Thanks for the detailed response and suggested approach, I appreciate it. Working my way through the Nomicon looks like a nice goal. Cheers.


You’re welcome, and good luck! If you run into problems, please don’t hesitate to jump on IRC or the users forum, we love answering questions.


There's a GCC extension that also allows to mark C/C++ functions as `noreturn` (in C, it's a compiler-specific attribute, not a part of the language, unlike Rust):

    void myexit(int c) __attribute__ ((noreturn));


Actually, `noreturn` is a standard part of c[1]. Can just specify as _Noreturn, or include a header that aliases it directly to noreturn. Don't know about c++, but it probably has it as [[noreturn]]?

1: http://en.cppreference.com/w/c/language/_Noreturn


I've seen a series of these types of articles, and I'm not sure if they're trying to make the next linux or doing it for fun.

One problem to me is drivers, drivers, drivers. Linux has a bunch of 'em. Other operating systems, not so much.


This particular series is more of a toy OS for learning purposes (and through which they can teach things). At least, that's my impression of it.
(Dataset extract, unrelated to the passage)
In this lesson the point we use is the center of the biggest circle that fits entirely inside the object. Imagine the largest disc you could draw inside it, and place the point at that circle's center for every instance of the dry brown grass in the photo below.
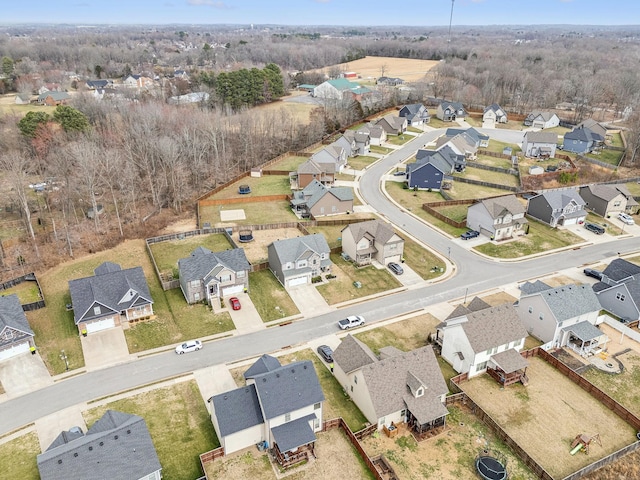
(545, 417)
Redox (https://github.com/redox-os/redox) is a Rust OS project that's aiming to actually be a usable consumer OS.


We don't need a Linux mono-culture.

First, people need to learn how to write OSes, even if that is all they do with it.

Second, the only way to prove there are better ways to go beyond UNIX is to write other OSes, since many in IT only believe when seeing and sometimes not even when it is shown running on front of them.


I think the point of this is to teach how to write embedded / bare-metal software.

I can't see how this can be seen as a real OS.


A compatibility layer for e.g. Linux drivers to run inside a new OS is not unthinkable.

I remember Linux being able to use DOS drivers for NICs back in the day, or something similar.


If you’re targeting xen, you don’t need so many.


Even targeting hardware, it's not as bad as people make it out to be, provided you scope platform support and features appropriately. For a lot of hardware you can get 80% of the utility with 20% of the code, and no new OS jumps out of the gate with version 1.0 supporting every device on the planet.


That was interesting. I found the headstands necessary to write to a raw address a bit taxing. In C you'd just use the `volatile` keyword. But being able to localize unsafe code is a big win.


Worth noting that, as of a week ago in nightly, there are new convenience methods on unsafe pointers to make using them a bit more ergonomic (though unsafe operations will still require the `unsafe` keyword, of course). Here's the document describing the new changes: https://github.com/Gankro/rfcs/blob/0048bf68c56dd25cd2afed77...

As an example:

    // This:
    ptr::read(self.ptr.offset(idx as isize))

    // Becomes this:
    self.ptr.add(idx).read()
This will be in stable Rust on May 10.